Gli archetti, ordigni a scatto proibiti dalla legge utilizzati per prendere piccoli uccelli (90 per cento pettirossi) sono disseminati dai residenti nelle valli bresciane, territorio compreso tra i laghi d’Iseo, d’Idro e di Garda. Gli animali catturati sono una delle due componenti del piatto “polenta e osei” servito illegalmente in alcuni ristoranti e consumato nelle case private. L’attività di anti-bracconaggio si svolge quindi in montagna, con dislivelli di quota, in mezzo alla vegetazione, con qualsiasi tempo (splendido, brutto, umido, piovoso) dal mattino al tardo pomeriggio. E’ necessario essere provvisti di un equipaggiamento comodo ed adatto alle diverse condizioni atmosferiche: scarponi, anfibi e stivali in caso di pioggia, cerata sempre a portata di mano, giubbotto con tasche o zainetto per mettere il kit pronto intervento (vedi nota), il cibo (pranzo a sacco) e per chi li possiede, cellulare e tronchese. Quest’ultimo per tagliare gli archetti.

Le mani devono essere libere per liberare velocemente e con efficienza gli uccelli intrappolati, rompere i bastoni mettere le bacche in un sacchetto, trasportare gli archetti. Poiché la ricerca delle trappole non è facile, si consiglia di cercare sempre fuori dai sentieri convenzionali, dove ad esempio c'è erba calpestata o rami posizionati su passaggi secondari, dietro a rovi o cespugli, perché proprio in questi luoghi si potrebbero trovare delle tracce o addirittura degli archetti e/o delle reti. Di solito l'insieme di casa-bosco-prato rivela una situazione privilegiata. Le bacche color rosso del sorbo, segnalano gli archetti eventualmente collocati ai margini del bosco. In questo caso non è consigliabile passare troppo vicino alle abitazioni né fare troppo baccano. I boschi sono altrettanti luoghi interessanti, ma non in alte quote, a meno che non vi siano case o capanni. E' facile perdersi, quindi è opportuno cercare sempre punti di riferimento e memorizzare più numeri di cellulari possibili di altri partecipanti. Negli appostamenti fissi, capanni con richiami vivi, purtroppo legali, che si incontrano, non si devono né danneggiare le strutture né liberare gli uccelli che per loro sfortuna sono incapaci di volare. Infatti la stragrande maggioranza di essi sono allevati in cattività e non sopravviverebbero in libertà.
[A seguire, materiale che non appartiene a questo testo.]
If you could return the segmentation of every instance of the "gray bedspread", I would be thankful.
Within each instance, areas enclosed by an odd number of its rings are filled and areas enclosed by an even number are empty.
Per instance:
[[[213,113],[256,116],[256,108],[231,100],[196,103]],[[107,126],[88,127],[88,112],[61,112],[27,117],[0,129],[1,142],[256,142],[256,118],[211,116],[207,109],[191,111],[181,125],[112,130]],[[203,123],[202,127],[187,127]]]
COME SI SVOLGE LA GIORNATA DELL’ANTI ARCHETTARO

E’ gradita la messa a disposizione della propria automobile poiché i mezzi di trasporto scarseggiano.

Con gli abitanti del posto e i cacciatori si deve tenere un comportamento distaccato. Non accettare provocazioni non darsi alla fuga e non mostrarsi timorosi se osservati. Non si va a manifestare ma a svolgere un importante servizio agli animali e battute o provocazioni non sono utili agli uccelli che aspettano di essere liberati da trappole che, vi ricordiamo, sono illegali. Il lavoro di squadra porta ottimi risultati e gli animali ve ne saranno grati. Ogni gruppo è formato da volontari che da tempo svolgono questa attività e da chi è agli inizi. Questi ultimi, dopo avere preso confidenza con il meccanismo degli archetti e con l’ambiente, contribuiscono oltre che alla raccolta degli archetti, anche all’individuazione degli stessi. Inoltre osservano le operazioni  di pronto soccorso uccelli. Ogni gruppo deve tenere il conteggio degli archetti raccolti, degli uccelli e di eventuali piccoli mammiferi vivi e morti intrappolati. Nel tardo pomeriggio rientro.
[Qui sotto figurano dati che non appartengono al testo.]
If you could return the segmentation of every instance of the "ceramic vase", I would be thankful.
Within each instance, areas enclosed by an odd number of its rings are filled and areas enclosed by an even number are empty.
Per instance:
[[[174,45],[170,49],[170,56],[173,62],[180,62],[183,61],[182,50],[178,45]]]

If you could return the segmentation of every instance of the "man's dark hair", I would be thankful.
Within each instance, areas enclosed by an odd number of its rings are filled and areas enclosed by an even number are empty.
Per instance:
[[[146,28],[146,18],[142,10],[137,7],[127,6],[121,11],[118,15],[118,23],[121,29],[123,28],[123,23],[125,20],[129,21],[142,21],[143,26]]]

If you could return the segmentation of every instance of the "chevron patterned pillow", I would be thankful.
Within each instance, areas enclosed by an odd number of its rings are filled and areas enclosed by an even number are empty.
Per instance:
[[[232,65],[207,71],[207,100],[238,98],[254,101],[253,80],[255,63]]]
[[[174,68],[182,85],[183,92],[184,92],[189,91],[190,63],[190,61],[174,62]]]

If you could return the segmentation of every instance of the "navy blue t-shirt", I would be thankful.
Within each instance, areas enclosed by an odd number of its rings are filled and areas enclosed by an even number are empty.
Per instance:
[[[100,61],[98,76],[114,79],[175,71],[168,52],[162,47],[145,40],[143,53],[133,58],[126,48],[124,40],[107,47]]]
Nota: KIT DI PRONTO INTERVENTO

Contenuto: forbicine, cotone emostatico, antibiotico. Piccolo contenitore con acqua + zucchero o glucosio da dare agli animali utilizzando una siringa da insulina dopo averli tolti dagli archetti e prima di riporli nei sacchetti di stoffa o liberarli. Gli animali con le due zampe spezzate saranno consegnati ai volontari di Milano per ulteriore cure e, se possibile, successivamente saranno liberati.